The Oklahoma and Montreal groups both installed clustered storage systems from Isilon Systems, which has been eager to meet the growing demand for storage in the life science market. Chris Blessington, Isilon's senior director of marketing and communications, told BioInform at the Bio-IT World conference in May that life sciences accounted for less than 2 percent of Isilon's revenue going into 2008, but by the end of the year, that portion was "greater than 12 percent." [BioInform 5-8-2009]
Researchers are also finding solutions for data-management headaches that used to plague next-gen sequencing. For example, the 1,000 Genomes Project is working with a data-transfer software company called Aspera to help move large data files from location to location.
Holly Zheng Bradley, a member of the 1,000 Genomes Project Data Coordination Center at the European Bioinformatics Institute, told BioInform at the Genome Informatics meeting this fall that "FTP simply won't work for terabytes of data," so the DCC turned to Aspera, which uses a protocol called fasp (fast and secure access protocol) that is able to transfer files more quickly than the transmission control protocol. While TCP has a maximum throughput is 50 Mbps, fasp's throughout is in the neighborhood of 500 Mbps.

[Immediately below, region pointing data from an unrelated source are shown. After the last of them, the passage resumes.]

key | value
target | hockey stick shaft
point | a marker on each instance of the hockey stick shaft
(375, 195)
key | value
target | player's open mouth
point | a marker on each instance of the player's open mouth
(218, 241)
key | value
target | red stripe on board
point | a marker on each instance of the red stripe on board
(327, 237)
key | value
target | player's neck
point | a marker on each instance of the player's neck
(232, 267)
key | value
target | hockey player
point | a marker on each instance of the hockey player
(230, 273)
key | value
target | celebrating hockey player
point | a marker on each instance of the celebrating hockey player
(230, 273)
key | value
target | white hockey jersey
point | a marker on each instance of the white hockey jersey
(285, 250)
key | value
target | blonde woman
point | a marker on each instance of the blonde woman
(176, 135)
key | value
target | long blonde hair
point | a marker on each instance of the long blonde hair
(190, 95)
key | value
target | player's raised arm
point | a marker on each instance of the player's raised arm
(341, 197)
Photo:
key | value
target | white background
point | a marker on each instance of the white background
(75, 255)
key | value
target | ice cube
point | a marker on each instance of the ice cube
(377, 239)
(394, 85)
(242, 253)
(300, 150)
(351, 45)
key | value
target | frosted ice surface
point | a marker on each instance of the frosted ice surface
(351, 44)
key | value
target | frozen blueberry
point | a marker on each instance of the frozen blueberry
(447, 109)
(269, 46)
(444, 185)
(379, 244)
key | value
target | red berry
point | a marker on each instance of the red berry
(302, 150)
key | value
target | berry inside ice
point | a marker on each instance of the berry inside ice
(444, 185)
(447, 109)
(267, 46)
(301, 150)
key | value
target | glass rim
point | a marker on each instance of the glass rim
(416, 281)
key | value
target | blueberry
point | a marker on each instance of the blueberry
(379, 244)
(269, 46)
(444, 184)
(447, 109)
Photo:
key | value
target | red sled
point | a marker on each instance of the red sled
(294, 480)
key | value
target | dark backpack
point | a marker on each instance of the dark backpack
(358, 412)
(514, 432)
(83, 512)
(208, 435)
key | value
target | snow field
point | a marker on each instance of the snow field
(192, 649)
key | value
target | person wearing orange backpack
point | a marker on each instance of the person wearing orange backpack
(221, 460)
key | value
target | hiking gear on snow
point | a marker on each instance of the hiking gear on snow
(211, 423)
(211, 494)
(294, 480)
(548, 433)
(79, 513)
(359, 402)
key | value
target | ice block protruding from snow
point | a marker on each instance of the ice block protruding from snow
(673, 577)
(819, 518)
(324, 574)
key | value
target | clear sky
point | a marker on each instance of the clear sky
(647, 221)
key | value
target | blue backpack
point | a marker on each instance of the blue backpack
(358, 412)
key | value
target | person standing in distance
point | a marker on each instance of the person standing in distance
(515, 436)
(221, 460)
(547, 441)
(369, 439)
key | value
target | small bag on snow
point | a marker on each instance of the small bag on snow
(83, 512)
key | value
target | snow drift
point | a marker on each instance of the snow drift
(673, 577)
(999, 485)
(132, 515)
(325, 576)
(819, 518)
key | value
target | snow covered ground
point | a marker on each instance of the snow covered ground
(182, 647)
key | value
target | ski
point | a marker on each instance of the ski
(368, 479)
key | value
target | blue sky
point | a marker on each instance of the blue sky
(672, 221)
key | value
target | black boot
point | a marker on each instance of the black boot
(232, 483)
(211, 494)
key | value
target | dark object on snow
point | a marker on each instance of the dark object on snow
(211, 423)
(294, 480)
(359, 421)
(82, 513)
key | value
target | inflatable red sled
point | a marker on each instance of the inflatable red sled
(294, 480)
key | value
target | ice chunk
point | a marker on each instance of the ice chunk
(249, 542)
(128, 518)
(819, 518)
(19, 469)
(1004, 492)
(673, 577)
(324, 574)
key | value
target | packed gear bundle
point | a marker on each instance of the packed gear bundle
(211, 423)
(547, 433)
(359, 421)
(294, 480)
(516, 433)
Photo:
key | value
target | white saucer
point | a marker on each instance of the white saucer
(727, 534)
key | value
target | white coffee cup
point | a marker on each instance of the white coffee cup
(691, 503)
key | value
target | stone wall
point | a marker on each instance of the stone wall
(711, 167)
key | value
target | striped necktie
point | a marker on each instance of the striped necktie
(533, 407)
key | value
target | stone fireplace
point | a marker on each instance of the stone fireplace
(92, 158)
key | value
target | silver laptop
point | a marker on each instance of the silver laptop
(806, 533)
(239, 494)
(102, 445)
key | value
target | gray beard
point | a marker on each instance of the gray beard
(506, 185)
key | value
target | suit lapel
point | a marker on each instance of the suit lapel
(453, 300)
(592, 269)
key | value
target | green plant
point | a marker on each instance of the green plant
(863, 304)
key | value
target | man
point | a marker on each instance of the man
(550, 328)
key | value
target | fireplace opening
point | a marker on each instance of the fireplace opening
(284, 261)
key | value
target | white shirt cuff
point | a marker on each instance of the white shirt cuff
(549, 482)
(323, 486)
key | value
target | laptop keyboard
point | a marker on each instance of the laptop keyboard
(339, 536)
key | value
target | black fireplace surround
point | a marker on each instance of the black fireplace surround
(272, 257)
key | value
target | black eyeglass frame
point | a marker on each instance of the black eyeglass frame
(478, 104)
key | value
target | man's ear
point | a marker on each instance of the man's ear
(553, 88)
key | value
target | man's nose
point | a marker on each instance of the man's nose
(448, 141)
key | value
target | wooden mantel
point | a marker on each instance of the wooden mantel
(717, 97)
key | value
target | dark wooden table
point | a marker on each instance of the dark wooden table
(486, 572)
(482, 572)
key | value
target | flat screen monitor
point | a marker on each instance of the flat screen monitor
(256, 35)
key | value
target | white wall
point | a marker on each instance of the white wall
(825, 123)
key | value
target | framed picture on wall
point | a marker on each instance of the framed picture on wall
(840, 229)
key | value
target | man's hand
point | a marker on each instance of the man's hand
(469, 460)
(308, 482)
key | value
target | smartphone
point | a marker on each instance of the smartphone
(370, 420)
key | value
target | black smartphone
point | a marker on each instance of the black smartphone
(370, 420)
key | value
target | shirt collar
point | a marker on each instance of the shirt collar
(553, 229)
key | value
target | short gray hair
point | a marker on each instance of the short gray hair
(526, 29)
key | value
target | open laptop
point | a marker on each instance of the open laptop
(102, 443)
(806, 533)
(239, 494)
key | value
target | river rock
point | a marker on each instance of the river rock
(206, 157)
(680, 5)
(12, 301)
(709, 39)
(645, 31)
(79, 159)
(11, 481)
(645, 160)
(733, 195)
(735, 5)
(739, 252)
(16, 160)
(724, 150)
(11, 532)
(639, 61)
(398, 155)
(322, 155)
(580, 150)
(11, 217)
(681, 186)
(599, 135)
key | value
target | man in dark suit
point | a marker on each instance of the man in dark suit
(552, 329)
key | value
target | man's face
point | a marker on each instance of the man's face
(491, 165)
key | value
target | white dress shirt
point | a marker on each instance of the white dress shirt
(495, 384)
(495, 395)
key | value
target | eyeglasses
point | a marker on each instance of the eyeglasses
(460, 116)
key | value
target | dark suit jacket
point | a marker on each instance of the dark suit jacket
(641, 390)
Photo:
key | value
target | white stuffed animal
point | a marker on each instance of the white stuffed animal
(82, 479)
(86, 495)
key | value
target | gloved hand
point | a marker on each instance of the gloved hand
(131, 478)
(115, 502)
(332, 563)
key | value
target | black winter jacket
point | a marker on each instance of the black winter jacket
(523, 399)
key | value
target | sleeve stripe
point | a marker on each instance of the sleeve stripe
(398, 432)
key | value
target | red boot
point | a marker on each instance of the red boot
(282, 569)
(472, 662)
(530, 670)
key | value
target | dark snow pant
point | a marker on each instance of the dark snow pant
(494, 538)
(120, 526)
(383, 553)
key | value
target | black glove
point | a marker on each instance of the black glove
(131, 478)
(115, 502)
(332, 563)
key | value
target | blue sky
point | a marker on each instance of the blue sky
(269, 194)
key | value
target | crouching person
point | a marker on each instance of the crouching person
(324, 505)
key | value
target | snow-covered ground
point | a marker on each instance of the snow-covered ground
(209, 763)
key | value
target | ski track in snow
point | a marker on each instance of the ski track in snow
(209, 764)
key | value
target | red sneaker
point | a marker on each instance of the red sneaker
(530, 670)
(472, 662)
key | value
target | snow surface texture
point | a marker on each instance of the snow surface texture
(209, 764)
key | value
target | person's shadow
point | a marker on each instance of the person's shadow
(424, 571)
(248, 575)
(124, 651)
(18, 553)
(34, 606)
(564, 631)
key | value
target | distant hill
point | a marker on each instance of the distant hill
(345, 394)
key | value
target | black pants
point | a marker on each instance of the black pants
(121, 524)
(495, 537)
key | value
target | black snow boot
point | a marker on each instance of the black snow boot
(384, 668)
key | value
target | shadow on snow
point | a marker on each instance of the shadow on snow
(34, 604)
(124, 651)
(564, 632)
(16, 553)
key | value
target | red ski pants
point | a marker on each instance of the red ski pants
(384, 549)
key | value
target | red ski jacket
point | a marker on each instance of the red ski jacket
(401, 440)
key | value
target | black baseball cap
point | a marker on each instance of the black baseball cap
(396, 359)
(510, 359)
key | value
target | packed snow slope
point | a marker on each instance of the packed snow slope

The National Center for Biotechnology Information has also adopted fasp to help users submit raw sequence data to the Sequence Read Archive.
But despite these advances, some groups still find that their sequence files are too large to transfer over most networks and often end up saving the data on disks and shipping it via FedEx or UPS.
For example, Bruce Martin, vice president of software at Complete Genomics, said at Bio-IT World that the human genome sequencing services firm delivers data to customers by packing boxes full of USB drives and shipping them off.
"There are really only two mechanisms we've identified" for delivering data, he said. "There's nothing brilliant here, there's electronic delivery via the net and burning physical media and using FedEx or UPS."
Delivering via FedEx or UPS is "incredibly good" in terms of cost and throughput, he said. Electronic delivery will be "the ultimate winner" as networking costs drop, but for now it is not practical unless two computers in the same data centers can "talk to each other over a very big pipe."